Delays, Planes, and Automobiles!
Challenging is an understatement when it comes to describing the logistics world in 2020. As we creep towards the end of the year – and what historically has always been the most volatile period of the calendar, the challenges that COVID-19 continues to present itself with only further reinforces what we all know – that aside from the human suffering involved, 2020 has been nothing short of a logistical nightmare.
What do we mean by this? In March, we saw extraordinary levels of turbulence within the industry. Ports were closing, nations shut their borders and airlines cut personnel due to plummeting demands. It seemed that it took forever to move a shipment between two points. It wasn’t just the pure fact that carriers were struggling to physically move goods due to sanctions and closed borders – it affected the back office so to speak. What used to take twenty minutes to make an airline booking was taking three hours. Every facet of the supply chain was affected, and at every conceivable level.
As we fast forward eighth months – how has the situation changed, if any? Has there been a rebound in capacity? Are services slowly returning to normal levels? The simple answer is yes and no. We saw trends during the spring and summer months where COVID was becoming part of everyone’s daily lives and it forced carriers to think outside the norm. For example, some passenger airlines were (and are) continuing to make rebounds in services. Some airlines, however, are not so fortunate and have had to close their doors. A handful of global air carriers that managed to stay in business have received government authorization to stow cargo in the main-deck of their aircraft. Ultimately, every carrier in every sector (air, sea, land, etc.) has been fighting the demons to try and stay aloft – and in any way they can. This has been a harsh reality for many. Some have survived – some haven’t.

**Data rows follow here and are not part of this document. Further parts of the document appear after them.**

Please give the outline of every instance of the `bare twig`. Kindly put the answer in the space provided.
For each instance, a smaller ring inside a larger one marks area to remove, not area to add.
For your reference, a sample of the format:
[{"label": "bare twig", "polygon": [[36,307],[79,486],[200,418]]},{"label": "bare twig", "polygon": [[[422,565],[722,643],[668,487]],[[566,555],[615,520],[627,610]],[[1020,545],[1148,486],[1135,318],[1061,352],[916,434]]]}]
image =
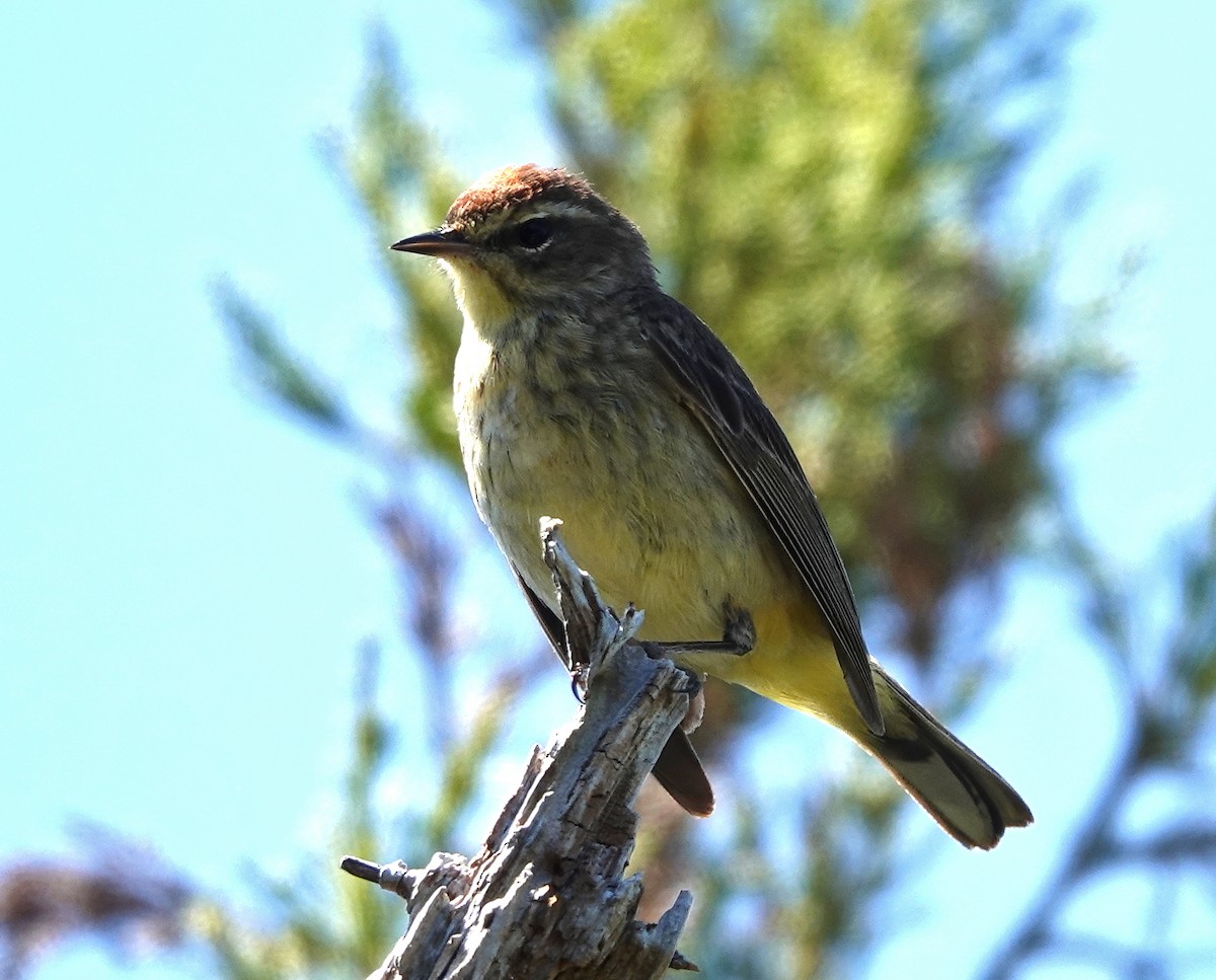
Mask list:
[{"label": "bare twig", "polygon": [[691,895],[646,924],[635,919],[641,877],[623,878],[637,830],[630,807],[687,710],[687,676],[632,642],[642,614],[618,619],[604,607],[557,526],[542,522],[541,537],[572,654],[591,664],[586,703],[547,749],[534,749],[472,860],[439,854],[412,871],[343,861],[410,909],[409,931],[372,978],[640,980],[696,969],[675,950]]}]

The logistics landscape has fundamentally changed over the last number of months and only time will tell when things will return to normal. For now, there is a new norm. As we reach towards the end of the year, delays are becoming more present. Ocean lines have tried to accommodate and add services but it hasn’t always worked. Rates have spiked. Airlines continue to tread on a razor thin edge and with a recent spike in COVID – especially with the recent shutdowns in Europe – there is no knowing how far back this will push the industry.
Here at Trans-Border, we continue to monitor the market and use our skill, knowledge, and resources to efficiently move your cargo. It is critical to know that planning on your inbound and outbound traffic has never become more critical in your supply chain. We urge the community not to lay back and think everything has normalized – it hasn’t. Keep an open line of communication with us, your vendors and your customers – just like Trans-Border does. Talking about solutions and being open and honest has and always will be the best course of action. We will continue to do all possible to move your cargo quickly, efficiently and cost effectively – but ask for patience and understanding in this extremely challenging environment.